The more you push against your own resistance, the more that resistance is likely to grow. Conversely, if you stop telling yourself you “should” exercise, you might discover you’re more likely to do it.
Aim for “movement” rather than “exercise.” People often assume they have to go straight into training for a marathon or lifting heavy weights, but in order to get the benefit of movement, you don’t have to train. You can just move.
And if you’re wondering how you’ll find big blocks of time to exercise—or even move? You don’t necessarily need to schedule time to exercise. Your movement could just be a pile of mini actions that add up over the day.
Those “mini actions” could be anything: walking to the office coffee machine; parking the car at a distance or gardening; goofing around with your kids.
Embrace the “everything counts” philosophy.
Get this: Just thinking that your daily activities “count” towards your fitness goals can make a difference.
One study found that if we believe our daily activities (like housework) count as exercise, the physiological benefit of those activities is enhanced.

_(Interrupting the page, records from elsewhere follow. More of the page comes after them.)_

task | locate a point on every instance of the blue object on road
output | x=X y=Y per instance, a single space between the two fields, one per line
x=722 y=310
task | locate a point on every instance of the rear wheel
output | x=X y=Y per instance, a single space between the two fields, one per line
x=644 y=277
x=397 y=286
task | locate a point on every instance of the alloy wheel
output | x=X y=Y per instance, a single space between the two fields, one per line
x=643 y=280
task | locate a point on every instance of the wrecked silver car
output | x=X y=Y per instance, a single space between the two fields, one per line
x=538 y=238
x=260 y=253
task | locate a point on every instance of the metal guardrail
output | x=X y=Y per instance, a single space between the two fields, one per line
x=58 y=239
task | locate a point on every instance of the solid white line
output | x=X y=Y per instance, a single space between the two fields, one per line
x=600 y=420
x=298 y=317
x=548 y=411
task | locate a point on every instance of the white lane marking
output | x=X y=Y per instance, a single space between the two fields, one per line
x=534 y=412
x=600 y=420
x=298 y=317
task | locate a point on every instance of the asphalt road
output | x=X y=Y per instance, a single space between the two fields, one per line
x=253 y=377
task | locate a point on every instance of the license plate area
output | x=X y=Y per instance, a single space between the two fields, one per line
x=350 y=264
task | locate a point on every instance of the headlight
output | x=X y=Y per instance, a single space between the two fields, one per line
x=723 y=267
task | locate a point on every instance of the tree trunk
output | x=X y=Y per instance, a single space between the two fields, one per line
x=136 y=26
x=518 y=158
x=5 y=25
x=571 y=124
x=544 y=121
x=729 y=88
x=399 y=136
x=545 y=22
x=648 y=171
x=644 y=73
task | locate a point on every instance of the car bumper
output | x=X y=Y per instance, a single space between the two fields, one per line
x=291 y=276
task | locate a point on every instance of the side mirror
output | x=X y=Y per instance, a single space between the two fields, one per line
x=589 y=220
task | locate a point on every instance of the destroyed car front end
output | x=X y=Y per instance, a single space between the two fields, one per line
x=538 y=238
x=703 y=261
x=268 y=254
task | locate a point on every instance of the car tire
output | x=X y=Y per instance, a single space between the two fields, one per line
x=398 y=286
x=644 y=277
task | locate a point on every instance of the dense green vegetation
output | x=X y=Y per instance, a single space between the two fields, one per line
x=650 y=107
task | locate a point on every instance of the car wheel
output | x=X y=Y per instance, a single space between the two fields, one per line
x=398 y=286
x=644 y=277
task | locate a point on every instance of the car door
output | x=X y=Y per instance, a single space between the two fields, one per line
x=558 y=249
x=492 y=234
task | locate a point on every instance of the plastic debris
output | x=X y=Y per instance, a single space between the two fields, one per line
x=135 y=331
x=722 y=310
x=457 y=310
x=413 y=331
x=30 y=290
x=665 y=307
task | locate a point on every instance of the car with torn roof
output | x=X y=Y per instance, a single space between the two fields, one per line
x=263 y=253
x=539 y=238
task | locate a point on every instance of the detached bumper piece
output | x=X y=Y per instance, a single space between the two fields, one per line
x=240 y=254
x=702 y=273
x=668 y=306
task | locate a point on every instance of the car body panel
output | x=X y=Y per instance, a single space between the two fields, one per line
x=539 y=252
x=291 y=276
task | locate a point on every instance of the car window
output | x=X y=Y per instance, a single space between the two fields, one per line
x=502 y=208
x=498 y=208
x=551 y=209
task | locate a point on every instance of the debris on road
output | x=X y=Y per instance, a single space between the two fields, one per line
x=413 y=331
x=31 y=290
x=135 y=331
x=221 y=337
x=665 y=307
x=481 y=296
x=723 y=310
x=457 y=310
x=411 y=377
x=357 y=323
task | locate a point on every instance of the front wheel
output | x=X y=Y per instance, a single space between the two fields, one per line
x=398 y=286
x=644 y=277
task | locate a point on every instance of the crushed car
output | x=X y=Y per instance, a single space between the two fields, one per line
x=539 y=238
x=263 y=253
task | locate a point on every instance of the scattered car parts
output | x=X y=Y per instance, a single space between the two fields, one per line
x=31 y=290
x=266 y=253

84 female room attendants working in seven different hotels were measured on physiological health variables affected by exercise. Those in the informed condition were told that the work they do (cleaning hotel rooms) is a good exercise and satisfies the Surgeon General’s recommendations for an active lifestyle. Examples of how their work was exercise were provided. Subjects in the control group were not given this information. Although actual behavior did not change, 4 weeks after the intervention, the informed group perceived themselves to be getting significantly more exercise than before. As a result, compared with the control group, they showed a decrease in weight, blood pressure, body fat, waist-to-hip ratio, and body mass index. These results support the hypothesis that exercise affects health in part or in whole via the placebo effect.

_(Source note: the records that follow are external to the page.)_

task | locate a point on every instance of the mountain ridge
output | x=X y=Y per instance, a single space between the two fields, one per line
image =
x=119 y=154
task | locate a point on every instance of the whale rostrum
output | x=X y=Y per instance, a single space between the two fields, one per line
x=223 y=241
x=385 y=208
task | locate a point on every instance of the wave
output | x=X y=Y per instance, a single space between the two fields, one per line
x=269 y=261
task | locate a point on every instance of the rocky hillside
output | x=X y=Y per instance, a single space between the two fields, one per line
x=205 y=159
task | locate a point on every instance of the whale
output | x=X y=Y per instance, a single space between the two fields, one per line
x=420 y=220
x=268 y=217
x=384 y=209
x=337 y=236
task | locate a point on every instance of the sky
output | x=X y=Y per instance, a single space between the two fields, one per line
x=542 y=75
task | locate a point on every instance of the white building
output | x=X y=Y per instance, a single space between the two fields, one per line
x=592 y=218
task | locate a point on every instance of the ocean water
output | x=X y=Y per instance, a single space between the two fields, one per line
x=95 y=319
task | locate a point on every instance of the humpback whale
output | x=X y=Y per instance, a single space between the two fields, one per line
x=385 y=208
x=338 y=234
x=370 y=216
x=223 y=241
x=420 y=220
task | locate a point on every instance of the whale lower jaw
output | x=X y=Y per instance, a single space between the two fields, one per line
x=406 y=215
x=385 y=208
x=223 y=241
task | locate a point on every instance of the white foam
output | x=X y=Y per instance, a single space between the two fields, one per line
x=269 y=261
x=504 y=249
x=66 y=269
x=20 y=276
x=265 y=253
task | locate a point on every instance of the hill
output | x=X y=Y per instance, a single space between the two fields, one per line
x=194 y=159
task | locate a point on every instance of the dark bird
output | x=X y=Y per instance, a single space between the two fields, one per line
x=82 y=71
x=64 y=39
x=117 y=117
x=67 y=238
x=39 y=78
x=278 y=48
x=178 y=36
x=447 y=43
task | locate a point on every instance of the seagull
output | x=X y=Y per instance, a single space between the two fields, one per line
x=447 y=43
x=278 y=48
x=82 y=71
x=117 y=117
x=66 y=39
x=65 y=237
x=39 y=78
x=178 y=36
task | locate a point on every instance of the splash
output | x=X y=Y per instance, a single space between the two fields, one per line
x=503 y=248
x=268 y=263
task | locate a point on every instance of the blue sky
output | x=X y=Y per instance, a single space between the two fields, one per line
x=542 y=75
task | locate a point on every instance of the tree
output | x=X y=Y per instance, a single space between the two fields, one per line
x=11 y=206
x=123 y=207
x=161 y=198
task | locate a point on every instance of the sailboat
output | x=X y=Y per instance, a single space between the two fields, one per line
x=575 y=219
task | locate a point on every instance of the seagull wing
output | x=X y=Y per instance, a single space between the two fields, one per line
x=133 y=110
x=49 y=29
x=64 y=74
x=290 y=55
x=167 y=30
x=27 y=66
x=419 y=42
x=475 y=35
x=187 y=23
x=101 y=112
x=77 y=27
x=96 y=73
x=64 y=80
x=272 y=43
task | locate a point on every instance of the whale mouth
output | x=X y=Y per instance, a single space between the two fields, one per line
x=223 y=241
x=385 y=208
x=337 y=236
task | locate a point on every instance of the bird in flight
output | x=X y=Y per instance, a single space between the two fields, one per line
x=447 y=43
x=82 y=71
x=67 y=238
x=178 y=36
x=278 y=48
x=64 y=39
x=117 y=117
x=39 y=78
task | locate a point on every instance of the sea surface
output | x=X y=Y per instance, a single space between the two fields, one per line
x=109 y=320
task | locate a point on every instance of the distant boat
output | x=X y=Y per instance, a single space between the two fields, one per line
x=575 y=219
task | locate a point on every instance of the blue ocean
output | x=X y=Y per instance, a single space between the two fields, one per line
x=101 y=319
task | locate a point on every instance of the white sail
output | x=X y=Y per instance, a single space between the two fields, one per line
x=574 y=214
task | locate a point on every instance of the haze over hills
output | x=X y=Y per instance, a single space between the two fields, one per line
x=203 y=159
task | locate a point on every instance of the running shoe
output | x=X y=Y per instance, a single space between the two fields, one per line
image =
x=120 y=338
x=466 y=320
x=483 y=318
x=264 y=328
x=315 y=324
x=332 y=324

Do Less. To reap the benefits of movement, you might need less than you think.
According to the WHO, Physical Activity Guidelines, adults should aim to get 150 to 300 minutes of moderate-intensity physical activity a week (or 22 to 43 minutes a day). Time-crunched folks can also meet the guidelines by doing 75 minutes of vigorous-intensity exercise per week. But exercise isn’t all-or-nothing: Everything counts.
Try stuff. If you do want to move more—and ideally, find something you like, there’s no getting around it: You’ll have to give some things a try.

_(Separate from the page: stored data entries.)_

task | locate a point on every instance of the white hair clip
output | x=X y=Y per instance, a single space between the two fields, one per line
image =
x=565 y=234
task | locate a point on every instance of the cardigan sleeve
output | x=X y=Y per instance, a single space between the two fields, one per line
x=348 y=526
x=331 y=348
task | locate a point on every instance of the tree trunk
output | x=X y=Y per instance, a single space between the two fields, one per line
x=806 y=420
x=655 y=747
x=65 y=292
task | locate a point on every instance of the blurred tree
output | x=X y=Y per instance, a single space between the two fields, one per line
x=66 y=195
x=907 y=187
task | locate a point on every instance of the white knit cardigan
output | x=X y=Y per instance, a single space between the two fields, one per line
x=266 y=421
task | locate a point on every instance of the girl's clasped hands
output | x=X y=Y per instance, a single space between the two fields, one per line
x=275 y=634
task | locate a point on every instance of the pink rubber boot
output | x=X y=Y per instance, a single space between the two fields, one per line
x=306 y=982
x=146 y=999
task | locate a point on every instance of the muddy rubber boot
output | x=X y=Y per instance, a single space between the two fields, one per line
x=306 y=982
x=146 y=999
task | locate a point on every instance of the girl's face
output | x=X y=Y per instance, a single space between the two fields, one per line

That may mean doing some stuff you might not like. Fortunately, there are ways to make the experimentation process more fun. Apply the 10 minute rule. Give yourself permission to try just 10 minutes of something. If you don’t like it, you can stop. This low-pressure approach makes it easier to try new things: Get in the pool with your kids for just 10 minutes and see how it goes. Try 10 minutes of an online Zumba class or a yoga video on YouTube.
Adjust your expectations. Fitness culture has exploded. This can be a good thing when it encourages people to get active and try new things, but it can also be very harmful.
Instagram influencers show that you have to go full BEAST MODE. Plus, your efforts should somehow result in six-pack abs irrespective of your age, gender, and lifestyle. FACEPALM. Let’s take the expectations down a notch. Truth is, movement doesn’t require anything fancy, or have to yield some magical transformation overnight. By adjusting your expectations around exercise, you can make the whole thing less of an ordeal… maybe even more fun.
Try to be kind and encouraging, and give yourself a gold star for your efforts, no matter how small. Maybe even write a friendly note for yourself. Sounds cheesy, but it works.